Wild bird seed mixes contain grains and seeds designed to attract various birds throughout the year, making them suitable for use with hopper, gazebo and tube feeders.
This blend features high-quality ingredients that are preferred by various birds, along with vitamins and minerals to provide them with a nutritious diet.
Contents
Sunflower
Sunflower seeds are an increasingly popular component of wild bird seed mixes and attract a wide range of birds. Their rich source of fats and proteins help ensure birds stay at an ideal weight during winter when insects become scarcer.
Sunflower seeds contain vitamin B and minerals such as calcium that support beak health, making them a great addition to bird feeders in winter months. With such high concentrations of nutrients available at feeders, sunflower seeds offer birds a nutritious alternative to insects at bird feeders!
To avoid the clutter under your feeder, opt for hulled sunflower seeds instead of whole ones. Although more expensive, their convenience in not needing to rake up shell casings more than makes up for their higher price point.

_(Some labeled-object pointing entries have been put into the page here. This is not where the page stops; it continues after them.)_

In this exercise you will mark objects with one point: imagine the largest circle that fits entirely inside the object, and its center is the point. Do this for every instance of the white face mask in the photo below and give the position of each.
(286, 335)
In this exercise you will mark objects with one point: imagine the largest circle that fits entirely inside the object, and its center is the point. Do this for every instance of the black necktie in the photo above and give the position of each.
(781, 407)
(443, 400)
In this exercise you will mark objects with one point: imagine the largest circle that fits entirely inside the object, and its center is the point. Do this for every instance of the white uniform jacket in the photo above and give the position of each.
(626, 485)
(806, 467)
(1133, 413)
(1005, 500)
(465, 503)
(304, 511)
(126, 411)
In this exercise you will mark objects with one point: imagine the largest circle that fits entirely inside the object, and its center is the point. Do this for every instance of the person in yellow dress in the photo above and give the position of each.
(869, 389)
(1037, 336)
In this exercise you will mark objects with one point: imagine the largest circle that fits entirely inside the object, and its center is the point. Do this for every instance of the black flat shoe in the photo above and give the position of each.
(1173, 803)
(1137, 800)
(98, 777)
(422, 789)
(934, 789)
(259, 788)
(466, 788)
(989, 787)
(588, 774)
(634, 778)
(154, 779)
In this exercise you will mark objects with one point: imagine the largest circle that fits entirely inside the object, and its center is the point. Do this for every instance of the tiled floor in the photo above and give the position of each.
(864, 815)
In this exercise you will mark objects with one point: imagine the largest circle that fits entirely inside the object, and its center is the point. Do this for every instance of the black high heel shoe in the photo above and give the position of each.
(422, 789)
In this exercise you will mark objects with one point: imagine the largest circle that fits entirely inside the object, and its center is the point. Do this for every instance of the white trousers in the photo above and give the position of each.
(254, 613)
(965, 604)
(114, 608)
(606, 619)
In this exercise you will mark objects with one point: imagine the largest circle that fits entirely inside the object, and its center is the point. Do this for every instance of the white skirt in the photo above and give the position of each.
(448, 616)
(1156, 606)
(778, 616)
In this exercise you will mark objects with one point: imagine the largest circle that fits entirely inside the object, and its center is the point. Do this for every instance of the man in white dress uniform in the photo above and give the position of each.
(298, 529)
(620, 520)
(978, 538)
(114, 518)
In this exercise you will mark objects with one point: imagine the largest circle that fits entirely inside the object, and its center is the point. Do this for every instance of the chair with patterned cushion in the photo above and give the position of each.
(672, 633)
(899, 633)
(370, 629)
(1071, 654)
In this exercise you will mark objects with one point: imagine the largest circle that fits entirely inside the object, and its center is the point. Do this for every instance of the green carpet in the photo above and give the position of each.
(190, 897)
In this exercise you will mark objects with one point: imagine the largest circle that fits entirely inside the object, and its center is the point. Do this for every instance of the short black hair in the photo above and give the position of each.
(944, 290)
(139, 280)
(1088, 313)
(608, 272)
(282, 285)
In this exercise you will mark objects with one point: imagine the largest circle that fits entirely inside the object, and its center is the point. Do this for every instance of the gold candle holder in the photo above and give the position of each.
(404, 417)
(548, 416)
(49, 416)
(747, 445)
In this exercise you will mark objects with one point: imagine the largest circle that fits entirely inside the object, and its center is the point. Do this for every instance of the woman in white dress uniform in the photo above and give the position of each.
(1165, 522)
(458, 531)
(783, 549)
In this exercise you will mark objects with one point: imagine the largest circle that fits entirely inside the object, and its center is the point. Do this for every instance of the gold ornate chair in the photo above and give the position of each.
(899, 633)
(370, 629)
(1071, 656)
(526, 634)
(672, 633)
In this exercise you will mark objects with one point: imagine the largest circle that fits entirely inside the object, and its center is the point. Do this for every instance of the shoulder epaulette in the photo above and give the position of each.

Black oil sunflower seeds are another excellent choice, since they’re smaller than gray or striped ones and boast the highest concentration of oil (40 percent) with thinnest hulls – popular among most bird species and should make up at least 75 percent of your bird food offerings.
Millet
Millet is a favorite seed among ground feeding birds such as doves, juncos and towhees, offering high levels of protein with a pleasant, sweet flavor that attracts these small birds to feed on it.
As it provides another source of carbohydrate energy that they may otherwise not receive through their regular diet, this food source is an effective means of weaning your bird off oil seeds and nuts.
Cowbirds and house sparrows also love millet, making it an attractive food source.
Millet is an increasingly popular addition to wild bird seed mixes as its miniature popcorn kernel-like seeds attract birds that would normally not take an interest in other varieties such as safflower and sunflower. Millet can also be offered alone or combined into blends of birdseed.
Peanuts
Peanuts are one of the most beloved bird food ingredients and offer numerous advantages for wild birds. Not only are they high in protein and healthy fats, but their use provides them with essential nutrition.
Birds rely on these seeds as a vital source of energy during colder seasons.
But to guarantee their quality and safety, it is crucial that peanuts come from a reputable supplier in order to avoid contamination with aflatoxin fungi, which produces toxicants in peanuts that can prove deadly for birds.
If you want to give peanuts to your birds, choose whole or split varieties. When giving whole peanuts as treats, feed them through a mesh feeder so young birds do not choke on the seeds.
Safflower
Introducing something different into your yard by planting Safflower seed! Not all birds like it, but its fats, proteins and fiber content provide essential nutrition for backyard wildlife health and happiness.
Safflower may have one major drawback – its hard shell prevents some birds from cracking it open to access its contents, leading fewer species than usual to find comfort here; nonetheless, cardinals, grosbeaks, chickadees and house finches find this seed an attractive food source.
Safflower can be purchased locally at pet and wild bird stores as well as online birdseed retailers; online options also carry some. Safflower may also be included in high-quality “cardinal blend” mixes that contain more safflower than less expensive bird foods; such premium mixes may cost more but their high quality content makes up for any additional costs involved.